E finisce così – con Rocco che lo guarda e non sa cosa dirgli, con Adriano congelato sui muri della propria Palestra, con il rancore che ormai gli si è annidato tra le vene e il sangue.
Ora capisce cos’ha provato Alice – Rocco che, per la prima volta in vita sua, conosce cosa significa rifiuto.
Ora capisce cos’ha provato Alice – Adriano che, per quanto cerchi di convincersi del contrario, ormai si rende conto che la Capopalestra di Forestopoli aveva detto il vero: lui e Rocco sono dolorosamente simili.
«Cosa pensavi?» domanda Adriano, affilato come un vetro infranto. «Te ne sei andato e non mi hai nemmeno domandato se…».
Mi andasse bene – ma, quando Rocco si gratta la nuca con aria imbarazzata, Adriano si convince a deglutire quel frammento di conversazione: nemmeno Rocco è uno cui si confà perdere, nonostante tutto.
«Certo che no» sussurra Rocco, a capo chino (cosparso di cenere). «Non pensavo che… che avresti sentito la mia mancanza, ecco».
Vorrebbe aggiungere qualcosa – qualsiasi cosa, pur di cancellare l’espressione piena di delusione dal viso di Adriano. Ma è lui a cingerlo tra le propria braccia, cercando le sue labbra.
Rocco borbotta qualcosa, sulla sua bocca, infilandogli le mani tra quei capelli verde mare, facendolo sorridere (e, di rimando, viene un po’ anche lui di sorridere).
Quella sera, Adriano gli mostra il proprio vetro di mare, nascosto sotto il cuscino per tutte quelle notti in cui non ha saputo dormire da solo, strappandogli un bacio dalle labbra e un pensiero dalla testa.
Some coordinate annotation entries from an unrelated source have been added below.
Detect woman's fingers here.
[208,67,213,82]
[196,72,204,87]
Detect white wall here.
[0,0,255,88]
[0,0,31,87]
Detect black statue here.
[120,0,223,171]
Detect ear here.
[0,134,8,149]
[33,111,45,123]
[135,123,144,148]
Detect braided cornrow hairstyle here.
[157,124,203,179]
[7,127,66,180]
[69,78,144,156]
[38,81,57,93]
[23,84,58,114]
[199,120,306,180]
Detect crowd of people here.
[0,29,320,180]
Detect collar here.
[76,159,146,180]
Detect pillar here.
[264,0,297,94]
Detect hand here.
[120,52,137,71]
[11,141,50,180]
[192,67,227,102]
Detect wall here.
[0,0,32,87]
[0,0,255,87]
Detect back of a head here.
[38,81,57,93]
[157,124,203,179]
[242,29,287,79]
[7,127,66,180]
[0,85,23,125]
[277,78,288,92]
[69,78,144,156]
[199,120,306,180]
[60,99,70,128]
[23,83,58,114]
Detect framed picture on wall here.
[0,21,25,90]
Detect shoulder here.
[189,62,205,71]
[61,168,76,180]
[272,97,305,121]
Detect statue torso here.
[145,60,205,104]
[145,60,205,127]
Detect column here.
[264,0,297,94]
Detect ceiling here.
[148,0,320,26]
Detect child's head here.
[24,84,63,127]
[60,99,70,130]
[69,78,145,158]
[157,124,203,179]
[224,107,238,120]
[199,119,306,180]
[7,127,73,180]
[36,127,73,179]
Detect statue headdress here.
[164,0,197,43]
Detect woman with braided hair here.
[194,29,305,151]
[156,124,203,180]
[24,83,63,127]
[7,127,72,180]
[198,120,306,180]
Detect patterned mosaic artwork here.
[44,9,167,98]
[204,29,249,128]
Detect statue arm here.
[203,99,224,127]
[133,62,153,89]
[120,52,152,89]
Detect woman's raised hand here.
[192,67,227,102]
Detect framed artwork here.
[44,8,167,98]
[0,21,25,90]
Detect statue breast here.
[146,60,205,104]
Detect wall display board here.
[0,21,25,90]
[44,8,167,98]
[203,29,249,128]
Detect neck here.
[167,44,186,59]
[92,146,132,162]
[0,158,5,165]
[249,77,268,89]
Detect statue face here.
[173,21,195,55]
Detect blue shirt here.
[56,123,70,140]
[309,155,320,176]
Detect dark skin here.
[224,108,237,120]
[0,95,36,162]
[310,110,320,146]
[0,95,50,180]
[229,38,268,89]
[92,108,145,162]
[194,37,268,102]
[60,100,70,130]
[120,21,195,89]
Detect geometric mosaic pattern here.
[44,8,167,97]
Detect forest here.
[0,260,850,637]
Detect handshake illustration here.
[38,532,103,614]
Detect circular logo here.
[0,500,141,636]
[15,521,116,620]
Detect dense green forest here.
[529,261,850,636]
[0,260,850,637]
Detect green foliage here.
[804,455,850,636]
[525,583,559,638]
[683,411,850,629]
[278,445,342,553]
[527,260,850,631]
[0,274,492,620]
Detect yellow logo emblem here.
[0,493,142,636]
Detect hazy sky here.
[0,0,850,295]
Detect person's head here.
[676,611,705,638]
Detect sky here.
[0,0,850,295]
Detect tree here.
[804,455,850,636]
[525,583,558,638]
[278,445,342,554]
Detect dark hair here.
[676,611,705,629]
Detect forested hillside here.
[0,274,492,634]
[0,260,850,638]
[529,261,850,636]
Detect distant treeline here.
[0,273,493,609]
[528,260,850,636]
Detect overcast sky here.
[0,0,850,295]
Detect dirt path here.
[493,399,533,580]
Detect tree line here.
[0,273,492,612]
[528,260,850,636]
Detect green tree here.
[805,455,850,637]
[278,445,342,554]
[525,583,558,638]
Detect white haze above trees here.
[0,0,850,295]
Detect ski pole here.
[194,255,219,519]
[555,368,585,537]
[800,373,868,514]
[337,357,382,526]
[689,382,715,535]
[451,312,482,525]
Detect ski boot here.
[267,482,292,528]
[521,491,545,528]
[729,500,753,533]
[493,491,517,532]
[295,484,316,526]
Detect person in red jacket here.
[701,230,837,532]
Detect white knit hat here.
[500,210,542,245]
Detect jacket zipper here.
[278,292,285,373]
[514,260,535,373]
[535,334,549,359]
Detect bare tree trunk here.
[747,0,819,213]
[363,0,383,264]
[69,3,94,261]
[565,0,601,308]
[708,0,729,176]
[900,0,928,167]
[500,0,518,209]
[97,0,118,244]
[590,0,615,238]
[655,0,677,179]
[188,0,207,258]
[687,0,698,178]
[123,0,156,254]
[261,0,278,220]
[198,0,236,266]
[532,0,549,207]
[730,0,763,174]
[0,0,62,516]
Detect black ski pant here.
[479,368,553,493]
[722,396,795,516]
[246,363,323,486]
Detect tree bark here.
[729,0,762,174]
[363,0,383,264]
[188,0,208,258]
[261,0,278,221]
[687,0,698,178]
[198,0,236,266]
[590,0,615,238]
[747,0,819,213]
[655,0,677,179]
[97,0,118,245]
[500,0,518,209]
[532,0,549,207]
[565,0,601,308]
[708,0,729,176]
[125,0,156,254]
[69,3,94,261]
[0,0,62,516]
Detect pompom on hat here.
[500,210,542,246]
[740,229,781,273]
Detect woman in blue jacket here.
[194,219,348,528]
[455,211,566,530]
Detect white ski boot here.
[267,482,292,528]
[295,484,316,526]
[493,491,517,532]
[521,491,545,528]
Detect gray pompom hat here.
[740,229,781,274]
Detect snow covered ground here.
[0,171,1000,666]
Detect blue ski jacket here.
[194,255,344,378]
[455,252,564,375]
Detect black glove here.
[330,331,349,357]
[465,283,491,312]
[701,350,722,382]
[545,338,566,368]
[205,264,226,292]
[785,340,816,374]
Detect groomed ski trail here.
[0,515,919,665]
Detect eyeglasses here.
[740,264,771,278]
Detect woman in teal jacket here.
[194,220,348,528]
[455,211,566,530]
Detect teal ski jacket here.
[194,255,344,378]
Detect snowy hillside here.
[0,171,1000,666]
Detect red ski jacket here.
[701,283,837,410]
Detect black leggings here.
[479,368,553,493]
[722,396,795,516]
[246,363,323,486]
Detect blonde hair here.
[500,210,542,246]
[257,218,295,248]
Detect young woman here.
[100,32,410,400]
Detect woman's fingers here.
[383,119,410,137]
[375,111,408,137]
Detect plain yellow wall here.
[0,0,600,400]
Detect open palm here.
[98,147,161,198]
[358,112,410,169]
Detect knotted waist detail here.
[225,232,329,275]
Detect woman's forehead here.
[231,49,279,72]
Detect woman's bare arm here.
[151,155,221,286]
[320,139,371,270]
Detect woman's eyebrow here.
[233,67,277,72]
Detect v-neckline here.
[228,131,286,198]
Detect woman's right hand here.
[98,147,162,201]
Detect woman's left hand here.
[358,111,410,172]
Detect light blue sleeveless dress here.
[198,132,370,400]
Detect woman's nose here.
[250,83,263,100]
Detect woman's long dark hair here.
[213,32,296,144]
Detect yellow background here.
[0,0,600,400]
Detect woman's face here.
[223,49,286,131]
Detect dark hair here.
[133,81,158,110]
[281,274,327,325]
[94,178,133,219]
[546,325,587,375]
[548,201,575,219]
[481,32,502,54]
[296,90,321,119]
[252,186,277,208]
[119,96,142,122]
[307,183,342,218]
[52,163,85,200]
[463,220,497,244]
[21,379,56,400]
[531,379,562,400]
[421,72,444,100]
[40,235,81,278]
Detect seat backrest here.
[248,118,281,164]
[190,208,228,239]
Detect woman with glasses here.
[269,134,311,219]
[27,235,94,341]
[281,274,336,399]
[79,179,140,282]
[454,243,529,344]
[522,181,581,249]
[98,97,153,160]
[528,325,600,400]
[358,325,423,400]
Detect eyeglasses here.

Tutto può esser pietra, Adriano. Il cuore no.


 
Chi non muore si rivede?
Sono anni che non frequento questo fandom e non so nemmeno cosa sto facendo, ma è da mesi che pianificavo un ritorno alle origini: per cui, grazie anche all'iniziativa del Secret Santa, ho deciso di provare.
Spero che sia stata una bella sorpresa e, come sempre, grazie a chi mi ha letta.